Member of the Pennsylvania Senate
- In office 1825–1828
- Constituency: Berks and Schuylkill counties

Personal details
- Born: December 26, 1768 Pike Township, Berks County, Pennsylvania, British America
- Died: May 22, 1831 (aged 62) Pike Township, Berks County, Pennsylvania, U.S.
- Resting place: Church Union Cemetery Boyertown, Pennsylvania, U.S.
- Party: Democratic
- Spouse: Catharine Oyster ​(m. 1789)​
- Children: 9
- Occupation: Politician; farmer; blacksmith;

= George Schall =

American politician (1768–1831)

George Schall Jr. (December 26, 1768 – May 22, 1831) was an American politician from Pennsylvania.

==Early life==
George Schall Jr. was born on December 26, 1768, in Pike Township, Berks County, Pennsylvania, to Catherine (née Newhard or Neuhard) and George Schall. His father immigrated from Germany and served in the Revolutionary War.

==Career==
Schall worked as a farmer and blacksmith. In 1796, he built a grist and saw mill on the Schall homestead.

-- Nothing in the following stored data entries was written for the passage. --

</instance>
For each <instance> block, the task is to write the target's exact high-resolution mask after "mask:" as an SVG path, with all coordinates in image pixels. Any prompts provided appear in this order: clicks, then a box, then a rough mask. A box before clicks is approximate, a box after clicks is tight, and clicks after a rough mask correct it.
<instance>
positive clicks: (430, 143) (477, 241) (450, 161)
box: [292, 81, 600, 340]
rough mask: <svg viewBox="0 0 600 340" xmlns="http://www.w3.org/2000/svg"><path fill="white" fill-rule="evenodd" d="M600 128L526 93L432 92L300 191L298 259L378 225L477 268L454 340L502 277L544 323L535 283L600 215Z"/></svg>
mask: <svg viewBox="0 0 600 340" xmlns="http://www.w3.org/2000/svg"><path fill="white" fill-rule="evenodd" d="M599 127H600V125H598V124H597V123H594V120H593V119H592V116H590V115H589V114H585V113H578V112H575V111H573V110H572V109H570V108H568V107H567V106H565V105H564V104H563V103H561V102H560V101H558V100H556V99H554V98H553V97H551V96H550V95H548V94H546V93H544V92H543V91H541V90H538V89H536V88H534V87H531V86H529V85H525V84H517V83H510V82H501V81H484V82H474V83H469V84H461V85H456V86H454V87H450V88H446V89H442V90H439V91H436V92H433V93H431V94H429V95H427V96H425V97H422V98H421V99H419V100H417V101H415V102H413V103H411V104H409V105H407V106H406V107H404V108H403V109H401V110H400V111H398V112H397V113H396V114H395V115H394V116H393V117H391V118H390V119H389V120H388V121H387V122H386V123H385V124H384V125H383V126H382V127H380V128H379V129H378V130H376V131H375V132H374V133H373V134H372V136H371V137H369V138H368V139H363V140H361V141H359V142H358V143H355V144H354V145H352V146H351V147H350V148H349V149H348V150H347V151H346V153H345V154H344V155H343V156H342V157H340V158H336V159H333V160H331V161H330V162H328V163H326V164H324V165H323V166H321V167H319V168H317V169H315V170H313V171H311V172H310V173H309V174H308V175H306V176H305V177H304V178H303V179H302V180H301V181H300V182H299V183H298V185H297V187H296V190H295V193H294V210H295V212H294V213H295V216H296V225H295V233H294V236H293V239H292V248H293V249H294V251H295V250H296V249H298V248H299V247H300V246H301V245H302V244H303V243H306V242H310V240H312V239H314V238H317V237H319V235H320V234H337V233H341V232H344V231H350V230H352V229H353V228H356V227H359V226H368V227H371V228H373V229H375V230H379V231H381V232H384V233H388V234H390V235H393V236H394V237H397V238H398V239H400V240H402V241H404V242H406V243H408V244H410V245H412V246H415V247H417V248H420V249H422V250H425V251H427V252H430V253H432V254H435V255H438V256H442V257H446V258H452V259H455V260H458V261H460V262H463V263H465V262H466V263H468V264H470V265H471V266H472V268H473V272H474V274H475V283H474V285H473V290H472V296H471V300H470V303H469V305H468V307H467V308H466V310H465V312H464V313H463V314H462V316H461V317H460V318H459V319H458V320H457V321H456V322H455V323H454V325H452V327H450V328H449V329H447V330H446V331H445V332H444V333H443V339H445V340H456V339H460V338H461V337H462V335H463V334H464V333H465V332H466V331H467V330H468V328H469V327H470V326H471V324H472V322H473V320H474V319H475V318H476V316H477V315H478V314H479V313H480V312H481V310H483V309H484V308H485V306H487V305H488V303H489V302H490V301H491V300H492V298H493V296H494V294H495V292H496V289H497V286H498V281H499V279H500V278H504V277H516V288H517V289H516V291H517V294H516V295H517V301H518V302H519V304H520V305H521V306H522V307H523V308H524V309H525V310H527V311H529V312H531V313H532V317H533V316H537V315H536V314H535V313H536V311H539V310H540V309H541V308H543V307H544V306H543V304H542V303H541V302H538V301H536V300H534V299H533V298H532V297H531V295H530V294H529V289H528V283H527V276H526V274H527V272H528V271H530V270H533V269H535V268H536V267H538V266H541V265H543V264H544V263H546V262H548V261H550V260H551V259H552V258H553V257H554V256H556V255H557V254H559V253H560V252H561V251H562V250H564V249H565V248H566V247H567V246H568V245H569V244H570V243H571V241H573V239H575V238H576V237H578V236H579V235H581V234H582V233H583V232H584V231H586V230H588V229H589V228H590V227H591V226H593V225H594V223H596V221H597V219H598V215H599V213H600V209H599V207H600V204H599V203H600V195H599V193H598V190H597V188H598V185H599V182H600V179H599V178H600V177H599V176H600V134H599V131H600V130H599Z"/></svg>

Schall was a Democrat. He served as a member of the Pennsylvania Senate, representing Berks and Schuylkill counties from 1824 to 1828.

==Personal life==
Schall married Catharine Oyster on November 10, 1789. His wife died in 1846. They had nine children, David (1790–1792), George, John, Hannah, Catharine, David (1801–1877), Mary, William (1805–1805) and William (born 1810). His sixth child, David, served as associate judge of Berks County and his grandson William A. Schall served in the Civil War. He was a member of the Reformed Church.

Schall died on May 22, 1831, in Pike Township. He was buried in Church Union Cemetery in Boyertown.